Black Messiah - The Final Journey
AFM Records

Fondé en 1992, le groupe allemand s’empresse de rendre hommage à ses idoles du Black Metal mais finit rapidement par apporter sa propre griffe au genre y apposant une touche folk qui va rapidement devenir assez prépondérante dans leur musique. Leur première œuvre SPECTRES OF BLACK KNOWLEDGE sort en 1998, suivi en 2005 par OATH OF THE WARRIOR. Ils arpentent les scènes, en partie aux côtés des Irlandais folk de CRUACHAN et le succès aidant, ils passent chez AFM qui s’occupera des galettes suivantes OF MYTHS AND LEGENDS (2006) puis FIRST WAR OF THE WORLD (2009). Aujourd’hui les six musiciens teutons nous livrent leur sixième opus qui s’avère aussi un concept-album.

Ouverture toute en orchestration avec un Windloni somme toute assez classieux et classique. Une mise en appétit qui s’impose lentement mais surement avant que le chant agressif de Zagan ne s’impose, un chant magnifié par la langue de Goethe mais aussi par les superbe interventions plus symphoniques que Black. Si on retrouve une touche Black, c’est presque à dose homéopathique dans le duo rythmique basse batterie : Garm et Brööh. Passé le pont royalement folk, le titre plonge enfin dans une déferlante bien virulente propre au genre mais toujours accompagnée de cette caractéristique folk.

Introduction au violon pour le Der Ring Met Dem Kreuz qui fleure bon le folk tendance MÄGO DE OZ si ce n’est que la sonorité de la langue offre une autre dimension sonore que la touche Cervantes. Mais l’ambiance, bien que pesante reste festive et on ne peut s’empêcher de vouloir lever la chope d’hydromel qu’on imagine à notre main. Un chant tempéré prend la relève avant que la glotte gutturale ne fasse à nouveau parler d’elle sur les blast beat rageurs. La valse des instruments continue puisque le violon pleure à nouveau sur ses cordes dans une ambiance plus mélancolique qui s’achève en sarabande. Bref, au cours de cette longue épopée, c’est clairement le côté folk qui remporte la palme. On est à peine à la deuxième plage et la leçon est déjà magistrale. Les bases de ce qui va suivre sont posées.
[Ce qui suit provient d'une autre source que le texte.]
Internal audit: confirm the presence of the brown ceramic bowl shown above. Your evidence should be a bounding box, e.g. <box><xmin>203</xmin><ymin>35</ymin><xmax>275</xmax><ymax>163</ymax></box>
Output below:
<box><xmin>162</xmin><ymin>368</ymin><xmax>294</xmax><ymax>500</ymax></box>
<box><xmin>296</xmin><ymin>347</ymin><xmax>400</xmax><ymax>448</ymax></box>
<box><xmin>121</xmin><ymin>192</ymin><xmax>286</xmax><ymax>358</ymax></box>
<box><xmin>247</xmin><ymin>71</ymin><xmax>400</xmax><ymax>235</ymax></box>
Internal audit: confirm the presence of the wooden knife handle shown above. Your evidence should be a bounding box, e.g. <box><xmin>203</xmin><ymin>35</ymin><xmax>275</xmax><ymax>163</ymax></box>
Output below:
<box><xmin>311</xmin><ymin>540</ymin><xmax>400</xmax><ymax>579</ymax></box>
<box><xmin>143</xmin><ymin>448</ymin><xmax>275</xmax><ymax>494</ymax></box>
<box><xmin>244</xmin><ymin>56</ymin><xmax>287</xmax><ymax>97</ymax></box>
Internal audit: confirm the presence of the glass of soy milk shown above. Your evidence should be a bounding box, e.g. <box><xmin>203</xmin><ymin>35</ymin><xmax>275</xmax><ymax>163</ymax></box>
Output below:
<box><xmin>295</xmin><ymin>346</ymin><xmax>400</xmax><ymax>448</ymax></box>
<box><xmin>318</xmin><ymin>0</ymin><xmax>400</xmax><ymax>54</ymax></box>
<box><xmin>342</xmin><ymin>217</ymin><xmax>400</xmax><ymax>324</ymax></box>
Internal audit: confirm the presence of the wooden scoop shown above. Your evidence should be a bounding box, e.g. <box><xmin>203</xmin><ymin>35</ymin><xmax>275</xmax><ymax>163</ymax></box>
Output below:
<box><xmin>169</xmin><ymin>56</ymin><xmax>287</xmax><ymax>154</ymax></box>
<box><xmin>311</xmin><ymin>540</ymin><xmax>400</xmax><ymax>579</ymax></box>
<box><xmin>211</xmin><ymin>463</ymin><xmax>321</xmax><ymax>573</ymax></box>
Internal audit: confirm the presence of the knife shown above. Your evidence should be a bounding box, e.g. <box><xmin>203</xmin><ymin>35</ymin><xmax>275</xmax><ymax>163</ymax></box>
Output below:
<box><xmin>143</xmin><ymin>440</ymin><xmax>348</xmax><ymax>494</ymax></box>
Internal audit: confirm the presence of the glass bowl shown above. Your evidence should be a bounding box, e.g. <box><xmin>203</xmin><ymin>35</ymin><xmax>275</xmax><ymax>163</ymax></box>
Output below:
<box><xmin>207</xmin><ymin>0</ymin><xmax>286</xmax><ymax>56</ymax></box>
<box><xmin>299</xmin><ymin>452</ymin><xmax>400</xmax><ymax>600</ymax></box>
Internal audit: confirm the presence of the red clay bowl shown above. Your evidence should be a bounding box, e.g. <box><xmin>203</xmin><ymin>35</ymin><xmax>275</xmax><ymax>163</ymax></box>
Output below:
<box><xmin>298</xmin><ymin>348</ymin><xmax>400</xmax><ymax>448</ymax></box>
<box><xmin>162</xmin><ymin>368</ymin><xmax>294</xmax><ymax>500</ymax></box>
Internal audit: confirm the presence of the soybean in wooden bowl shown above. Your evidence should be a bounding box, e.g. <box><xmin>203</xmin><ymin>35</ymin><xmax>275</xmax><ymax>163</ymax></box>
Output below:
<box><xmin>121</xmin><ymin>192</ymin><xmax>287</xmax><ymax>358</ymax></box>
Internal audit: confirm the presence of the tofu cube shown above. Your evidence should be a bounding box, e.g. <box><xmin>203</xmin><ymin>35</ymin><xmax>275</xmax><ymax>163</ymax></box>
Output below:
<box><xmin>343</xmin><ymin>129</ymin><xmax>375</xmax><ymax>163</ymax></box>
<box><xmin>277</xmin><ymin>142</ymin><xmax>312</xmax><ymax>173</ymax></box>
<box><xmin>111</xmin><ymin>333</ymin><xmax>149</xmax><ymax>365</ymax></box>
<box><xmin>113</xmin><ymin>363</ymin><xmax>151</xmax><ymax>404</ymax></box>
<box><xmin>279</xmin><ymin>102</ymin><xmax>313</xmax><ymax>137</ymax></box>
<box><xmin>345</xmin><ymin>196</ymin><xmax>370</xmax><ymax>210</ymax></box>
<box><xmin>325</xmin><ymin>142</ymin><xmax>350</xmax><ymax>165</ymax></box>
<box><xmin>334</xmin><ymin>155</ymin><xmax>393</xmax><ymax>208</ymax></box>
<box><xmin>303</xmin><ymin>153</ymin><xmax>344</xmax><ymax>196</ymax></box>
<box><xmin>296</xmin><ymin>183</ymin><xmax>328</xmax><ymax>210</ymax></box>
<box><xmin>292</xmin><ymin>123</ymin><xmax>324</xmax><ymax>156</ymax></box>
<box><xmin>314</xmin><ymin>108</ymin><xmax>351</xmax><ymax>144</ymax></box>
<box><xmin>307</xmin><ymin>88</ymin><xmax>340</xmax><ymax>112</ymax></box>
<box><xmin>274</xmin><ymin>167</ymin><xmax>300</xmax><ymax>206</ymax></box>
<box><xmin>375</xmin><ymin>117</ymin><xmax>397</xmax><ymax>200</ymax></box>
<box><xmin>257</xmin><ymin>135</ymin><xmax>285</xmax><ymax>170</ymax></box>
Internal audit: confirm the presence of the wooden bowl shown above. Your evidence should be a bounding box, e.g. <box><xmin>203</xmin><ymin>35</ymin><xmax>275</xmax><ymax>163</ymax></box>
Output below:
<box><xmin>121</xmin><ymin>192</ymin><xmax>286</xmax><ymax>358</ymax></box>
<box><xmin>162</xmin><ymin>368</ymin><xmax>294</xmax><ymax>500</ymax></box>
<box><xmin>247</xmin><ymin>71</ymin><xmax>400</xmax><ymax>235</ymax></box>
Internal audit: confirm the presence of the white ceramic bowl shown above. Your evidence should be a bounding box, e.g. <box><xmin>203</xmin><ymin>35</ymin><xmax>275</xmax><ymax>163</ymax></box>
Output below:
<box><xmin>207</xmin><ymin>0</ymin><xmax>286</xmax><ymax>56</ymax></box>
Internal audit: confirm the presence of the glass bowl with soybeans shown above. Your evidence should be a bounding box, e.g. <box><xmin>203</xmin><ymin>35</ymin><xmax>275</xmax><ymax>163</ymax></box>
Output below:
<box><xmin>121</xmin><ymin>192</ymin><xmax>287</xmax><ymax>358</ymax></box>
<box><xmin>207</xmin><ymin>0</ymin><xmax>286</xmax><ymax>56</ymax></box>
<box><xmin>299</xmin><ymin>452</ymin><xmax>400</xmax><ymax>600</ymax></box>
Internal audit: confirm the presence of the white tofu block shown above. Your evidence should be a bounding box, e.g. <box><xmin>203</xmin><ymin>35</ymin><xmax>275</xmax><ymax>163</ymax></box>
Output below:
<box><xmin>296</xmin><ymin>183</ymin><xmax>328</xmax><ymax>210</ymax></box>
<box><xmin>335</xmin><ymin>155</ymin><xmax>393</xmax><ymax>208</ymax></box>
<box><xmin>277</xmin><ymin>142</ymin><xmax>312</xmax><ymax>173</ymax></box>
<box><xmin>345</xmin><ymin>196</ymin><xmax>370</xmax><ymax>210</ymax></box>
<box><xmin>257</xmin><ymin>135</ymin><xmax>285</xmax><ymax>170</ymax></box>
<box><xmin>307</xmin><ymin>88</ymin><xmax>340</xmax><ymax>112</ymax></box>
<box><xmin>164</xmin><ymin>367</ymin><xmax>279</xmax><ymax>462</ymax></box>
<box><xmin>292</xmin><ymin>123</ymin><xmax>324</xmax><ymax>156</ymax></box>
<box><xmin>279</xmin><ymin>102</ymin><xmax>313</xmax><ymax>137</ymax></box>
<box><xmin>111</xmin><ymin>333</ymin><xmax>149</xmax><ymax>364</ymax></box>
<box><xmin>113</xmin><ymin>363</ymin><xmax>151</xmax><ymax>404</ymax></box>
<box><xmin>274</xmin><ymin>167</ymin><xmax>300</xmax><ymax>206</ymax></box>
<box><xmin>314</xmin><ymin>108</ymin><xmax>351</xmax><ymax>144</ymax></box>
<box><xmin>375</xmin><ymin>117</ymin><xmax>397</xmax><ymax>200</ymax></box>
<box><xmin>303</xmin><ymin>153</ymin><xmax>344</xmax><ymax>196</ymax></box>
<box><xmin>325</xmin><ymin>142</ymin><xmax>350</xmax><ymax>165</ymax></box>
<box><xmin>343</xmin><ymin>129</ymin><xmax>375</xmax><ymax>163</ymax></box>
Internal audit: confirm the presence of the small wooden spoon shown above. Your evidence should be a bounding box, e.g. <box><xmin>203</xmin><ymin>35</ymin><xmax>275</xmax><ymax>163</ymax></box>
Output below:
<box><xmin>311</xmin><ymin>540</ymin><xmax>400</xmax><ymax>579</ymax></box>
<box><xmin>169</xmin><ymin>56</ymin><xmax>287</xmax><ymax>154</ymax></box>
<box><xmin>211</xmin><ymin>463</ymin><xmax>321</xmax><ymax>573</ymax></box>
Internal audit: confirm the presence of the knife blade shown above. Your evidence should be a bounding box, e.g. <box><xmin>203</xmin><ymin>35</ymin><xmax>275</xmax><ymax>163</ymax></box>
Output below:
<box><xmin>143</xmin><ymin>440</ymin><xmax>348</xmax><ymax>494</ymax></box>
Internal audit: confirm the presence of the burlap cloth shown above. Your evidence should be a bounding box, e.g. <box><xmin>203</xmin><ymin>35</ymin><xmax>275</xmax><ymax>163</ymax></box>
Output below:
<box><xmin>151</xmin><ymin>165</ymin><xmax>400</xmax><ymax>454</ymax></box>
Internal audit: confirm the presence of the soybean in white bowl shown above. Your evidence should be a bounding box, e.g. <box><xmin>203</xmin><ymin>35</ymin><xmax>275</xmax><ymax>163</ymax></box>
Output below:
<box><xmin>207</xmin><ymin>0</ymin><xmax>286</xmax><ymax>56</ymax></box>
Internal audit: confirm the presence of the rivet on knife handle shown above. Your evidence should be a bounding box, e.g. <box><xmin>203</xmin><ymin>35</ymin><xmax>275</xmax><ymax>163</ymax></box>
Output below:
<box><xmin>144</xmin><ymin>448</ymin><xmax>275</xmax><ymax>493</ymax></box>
Le groupe va donc poursuivre son récit sans trop s’éloigner de la recette concoctée précédemment. Petite incursion du côté de Shakespeare avec To Become A Man, puisque seule la langue permet au titre de se démarquer vraiment. La bande instrumentalise alors à tout va avec une fabuleuse reprise de CANDLEMASS Into The Unfathomed Tower, histoire de rendre hommage à leurs inspirateurs.

Le tempo se fait plus lourd et noir avec un Feld Der Ehre noir à souhait. Sur un tempo lent, une mélodie envoutante ouvre la voie à un chant âpre. Le violon se taille la part du lion laissant les autres instruments en retrait, et toujours cette rythmique typiquement Black qui heureusement n’étouffe pas les autres instruments. Gros plongeon dans le Black avec des riffs un rien arabisant pour un Lindisfarne incisif. Mais le titre arbore fièrement ses consonances Black avec un chant particulièrement agressif et des hurlements meurtriers.

Douce mélodie acoustique pour introduire la pièce maitresse de l’album The Nalfgar Saga. La première partie Prologue The Final Journey est donc un récit parlé simplement accompagné par une douce musique mélancolique. Le voyage prend de l’ampleur avec un Mother où (est-ce le hasard ?) la voix opte pour une sonorité moins black et un peu plus gothique comme si les Allemands avaient, un court moment, voulu rappeler le Mother de DANZIG. Mais rapidement, le naturel black reprend les rênes en mains, blast beast de la batterie, chant guttural, et guitares accélérées. Un pont permet une légère accalmie avant la reprise du chant modéré. Par la suite, c’est un chant féminin qui vient adoucir l’atmosphère et introduire les violons radicalement folks. Sans surprise, mais efficace. Le On Board qui enchaîne ne se démarque guère de cette formule. La dernière partie Into Eternity commence par des chœurs qui déversent rapidement un chant plus agressif accompagné des guitares. Les deux types de voix s’alternent alors sur des guitares sans distorsion pour le chant calme, plus acérées pour les hurlements. Paradoxalement, la pièce majeure de l’album nous a moins enflammé que le reste car nettement plus Black.

A l’époque du vinyle, le concert aurait tenu sur une face tandis que l’autre aurait vu la myriade de plages ‘solitaires’. L’album se divisant ainsi clairement en deux parties assez distinctes, tentant alors de toucher différents publics. Néanmoins, les amateurs de folk auront peut-être quelques difficultés à adhérer totalement aux pièces estampillées « pure black ». Pour ceux qui aiment les œuvres qui naviguent entre deux eaux.